Tumorigenic mechanism in corticotroph cells (154). USP8 removes ubiquitin tags through its deubiquitinase action from its targets, such as EGFR and smoothened (SMO), preventing them from being degraded in the lysosome and allowing recycling back to the cell surface. Increased EGFR and SMO activity leads to increased cAMP signaling and POMC levels.
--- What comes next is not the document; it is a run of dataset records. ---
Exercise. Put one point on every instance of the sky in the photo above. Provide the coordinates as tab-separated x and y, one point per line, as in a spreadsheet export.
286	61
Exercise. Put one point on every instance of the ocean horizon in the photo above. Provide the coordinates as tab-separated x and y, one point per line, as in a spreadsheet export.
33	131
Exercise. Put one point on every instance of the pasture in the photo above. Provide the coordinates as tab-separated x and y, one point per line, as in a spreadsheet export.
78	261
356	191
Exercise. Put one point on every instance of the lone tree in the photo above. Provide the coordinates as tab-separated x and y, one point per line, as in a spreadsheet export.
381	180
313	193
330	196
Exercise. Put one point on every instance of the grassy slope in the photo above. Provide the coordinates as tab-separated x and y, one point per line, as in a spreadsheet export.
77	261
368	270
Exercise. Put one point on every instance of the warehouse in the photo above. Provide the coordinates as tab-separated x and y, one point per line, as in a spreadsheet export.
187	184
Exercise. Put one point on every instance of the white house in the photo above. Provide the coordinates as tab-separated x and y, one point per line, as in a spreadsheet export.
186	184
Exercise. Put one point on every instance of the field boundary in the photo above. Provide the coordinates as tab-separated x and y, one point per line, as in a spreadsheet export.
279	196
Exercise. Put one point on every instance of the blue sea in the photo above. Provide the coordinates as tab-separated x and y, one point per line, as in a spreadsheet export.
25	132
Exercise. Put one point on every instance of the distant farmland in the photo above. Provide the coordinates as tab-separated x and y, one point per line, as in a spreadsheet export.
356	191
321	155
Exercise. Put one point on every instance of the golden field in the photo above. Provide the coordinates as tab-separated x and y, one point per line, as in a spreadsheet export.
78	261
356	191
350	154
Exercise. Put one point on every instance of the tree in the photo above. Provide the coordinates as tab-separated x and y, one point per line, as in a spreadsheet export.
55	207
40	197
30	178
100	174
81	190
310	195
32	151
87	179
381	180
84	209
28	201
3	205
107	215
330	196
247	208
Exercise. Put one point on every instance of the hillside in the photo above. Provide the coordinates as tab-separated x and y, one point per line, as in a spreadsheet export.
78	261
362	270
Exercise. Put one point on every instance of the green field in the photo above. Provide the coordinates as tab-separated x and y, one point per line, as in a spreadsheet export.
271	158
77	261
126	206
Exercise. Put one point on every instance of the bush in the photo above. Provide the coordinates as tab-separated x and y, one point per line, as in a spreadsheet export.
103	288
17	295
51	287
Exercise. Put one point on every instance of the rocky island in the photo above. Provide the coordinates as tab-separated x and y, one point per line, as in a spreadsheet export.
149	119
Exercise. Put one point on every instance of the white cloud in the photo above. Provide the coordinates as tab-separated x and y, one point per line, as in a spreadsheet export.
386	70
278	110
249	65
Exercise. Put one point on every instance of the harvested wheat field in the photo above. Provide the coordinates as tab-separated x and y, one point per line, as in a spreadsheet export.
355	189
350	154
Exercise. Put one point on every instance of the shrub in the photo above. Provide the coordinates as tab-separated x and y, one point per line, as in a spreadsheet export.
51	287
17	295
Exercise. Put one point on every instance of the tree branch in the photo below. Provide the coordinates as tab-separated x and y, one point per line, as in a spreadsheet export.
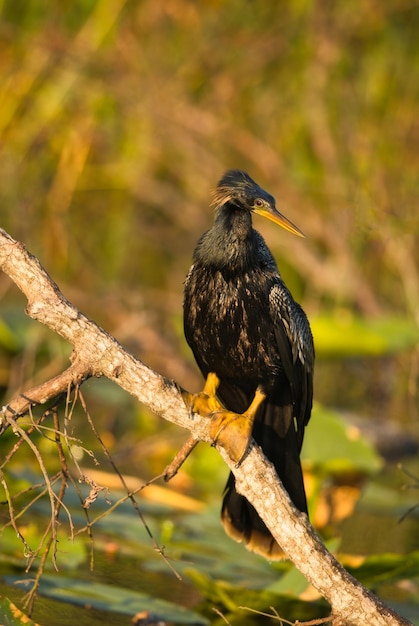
96	353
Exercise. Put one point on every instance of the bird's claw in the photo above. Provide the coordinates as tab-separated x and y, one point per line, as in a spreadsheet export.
232	431
202	403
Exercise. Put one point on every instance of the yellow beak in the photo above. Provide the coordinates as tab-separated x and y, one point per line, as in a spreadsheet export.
275	216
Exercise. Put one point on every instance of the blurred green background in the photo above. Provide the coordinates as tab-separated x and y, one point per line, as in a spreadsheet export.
117	118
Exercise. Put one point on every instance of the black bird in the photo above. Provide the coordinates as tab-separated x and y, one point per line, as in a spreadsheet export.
254	345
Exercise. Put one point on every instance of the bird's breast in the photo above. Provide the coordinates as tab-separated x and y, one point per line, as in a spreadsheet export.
228	325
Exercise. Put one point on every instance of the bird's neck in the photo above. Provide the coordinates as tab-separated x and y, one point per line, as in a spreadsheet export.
230	244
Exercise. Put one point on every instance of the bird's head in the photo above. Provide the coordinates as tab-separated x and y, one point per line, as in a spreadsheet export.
237	189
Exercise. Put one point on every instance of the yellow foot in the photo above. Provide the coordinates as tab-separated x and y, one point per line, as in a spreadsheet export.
205	402
233	431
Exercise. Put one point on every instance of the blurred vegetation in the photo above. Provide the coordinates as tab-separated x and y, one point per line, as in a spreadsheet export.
117	117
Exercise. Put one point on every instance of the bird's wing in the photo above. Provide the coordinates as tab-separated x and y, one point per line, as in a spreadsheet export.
295	345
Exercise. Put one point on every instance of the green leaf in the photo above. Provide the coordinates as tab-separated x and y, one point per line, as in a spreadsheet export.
336	447
10	615
111	598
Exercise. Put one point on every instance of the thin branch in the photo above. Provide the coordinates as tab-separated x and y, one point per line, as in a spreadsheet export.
99	354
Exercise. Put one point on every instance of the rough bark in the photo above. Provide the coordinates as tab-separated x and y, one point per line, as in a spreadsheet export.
96	353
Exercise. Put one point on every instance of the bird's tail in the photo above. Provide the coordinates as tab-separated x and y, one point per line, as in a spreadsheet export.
274	431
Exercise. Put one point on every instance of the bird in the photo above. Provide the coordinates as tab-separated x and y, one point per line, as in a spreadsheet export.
253	344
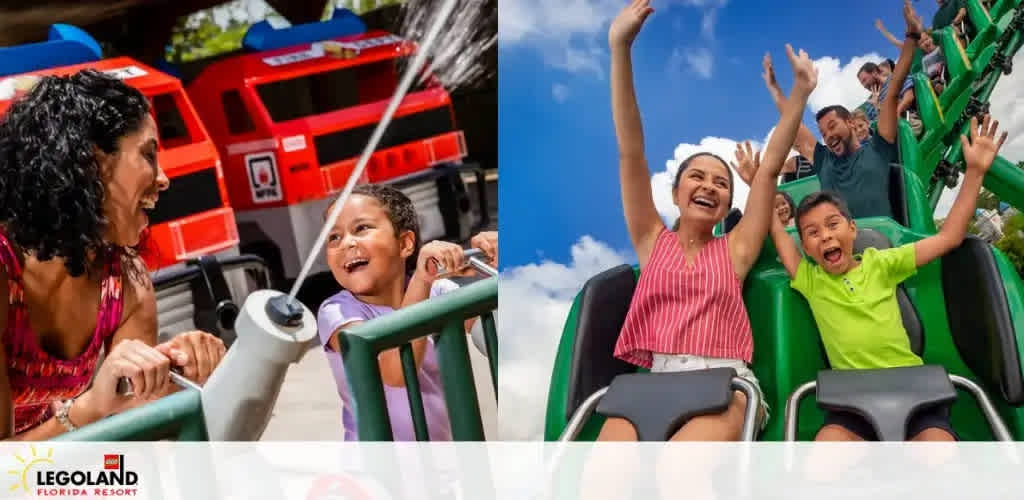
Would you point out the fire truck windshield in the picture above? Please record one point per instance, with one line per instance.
(171, 125)
(332, 90)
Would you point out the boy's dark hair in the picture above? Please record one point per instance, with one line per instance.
(400, 212)
(841, 112)
(868, 68)
(821, 197)
(51, 188)
(686, 163)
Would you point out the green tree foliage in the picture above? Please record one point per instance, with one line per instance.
(1012, 243)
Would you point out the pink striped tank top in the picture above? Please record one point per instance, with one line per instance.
(38, 378)
(680, 308)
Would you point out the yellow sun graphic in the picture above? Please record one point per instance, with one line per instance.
(26, 465)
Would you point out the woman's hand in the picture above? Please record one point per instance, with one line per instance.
(627, 25)
(147, 369)
(198, 353)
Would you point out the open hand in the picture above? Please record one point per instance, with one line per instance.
(806, 75)
(626, 26)
(876, 94)
(981, 150)
(748, 162)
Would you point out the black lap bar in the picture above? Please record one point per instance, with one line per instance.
(658, 404)
(885, 398)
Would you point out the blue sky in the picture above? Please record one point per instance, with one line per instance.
(558, 157)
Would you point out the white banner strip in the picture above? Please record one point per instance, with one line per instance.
(511, 470)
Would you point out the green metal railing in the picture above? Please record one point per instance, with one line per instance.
(177, 416)
(446, 314)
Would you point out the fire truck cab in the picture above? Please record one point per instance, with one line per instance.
(291, 116)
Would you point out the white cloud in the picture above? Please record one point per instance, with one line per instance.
(536, 301)
(837, 84)
(570, 34)
(560, 92)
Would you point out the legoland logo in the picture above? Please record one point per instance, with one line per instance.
(39, 476)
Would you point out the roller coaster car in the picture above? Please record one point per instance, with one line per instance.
(972, 310)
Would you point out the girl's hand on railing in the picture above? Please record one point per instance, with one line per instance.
(487, 243)
(437, 259)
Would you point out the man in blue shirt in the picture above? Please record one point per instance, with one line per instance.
(872, 79)
(859, 173)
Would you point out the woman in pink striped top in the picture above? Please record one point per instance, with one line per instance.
(688, 311)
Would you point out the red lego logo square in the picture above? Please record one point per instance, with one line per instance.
(112, 462)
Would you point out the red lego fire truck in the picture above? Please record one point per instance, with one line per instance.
(291, 115)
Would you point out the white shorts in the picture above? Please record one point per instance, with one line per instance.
(684, 363)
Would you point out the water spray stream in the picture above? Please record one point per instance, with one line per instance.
(407, 80)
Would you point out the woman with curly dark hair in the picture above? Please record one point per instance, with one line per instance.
(78, 173)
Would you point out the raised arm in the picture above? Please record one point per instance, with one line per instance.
(805, 140)
(889, 36)
(979, 154)
(747, 239)
(642, 219)
(786, 248)
(889, 111)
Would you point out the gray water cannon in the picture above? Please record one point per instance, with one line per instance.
(272, 333)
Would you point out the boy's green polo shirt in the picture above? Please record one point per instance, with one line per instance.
(857, 313)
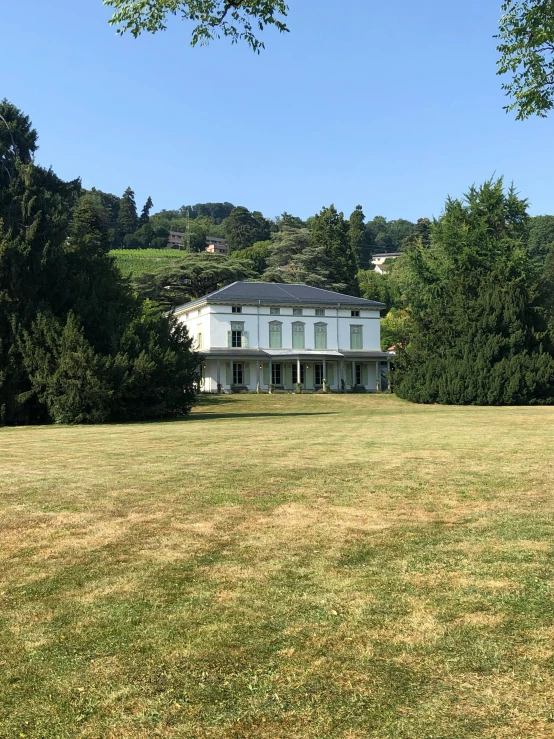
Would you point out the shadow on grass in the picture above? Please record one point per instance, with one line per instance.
(206, 416)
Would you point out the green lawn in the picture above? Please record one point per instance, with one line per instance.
(281, 566)
(136, 262)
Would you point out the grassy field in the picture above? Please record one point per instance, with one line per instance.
(281, 566)
(136, 262)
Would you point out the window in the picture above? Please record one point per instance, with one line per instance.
(320, 336)
(298, 336)
(356, 337)
(318, 368)
(275, 335)
(276, 374)
(238, 373)
(295, 373)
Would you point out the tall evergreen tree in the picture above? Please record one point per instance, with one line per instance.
(331, 232)
(244, 229)
(477, 331)
(145, 214)
(76, 345)
(127, 218)
(358, 238)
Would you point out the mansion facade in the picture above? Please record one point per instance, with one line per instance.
(258, 334)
Mutated USP8 cannot bind 14-3-3 protein and undergoes cleavage, which increases its enzymatic activity, leading to increased deubiquitination of EGFR and SMO with higher expression on the cell membrane. Similarly, GLI1 and histone 2a (H2A) are suggested to be target of USP48 leading to increased activity with USP48 mutations. Loss-of-function of DICER1, TP53, MLH1 and MSH2 and gain-of-function of BRAF has also been suggested to be associated with corticotroph tumorigenesis.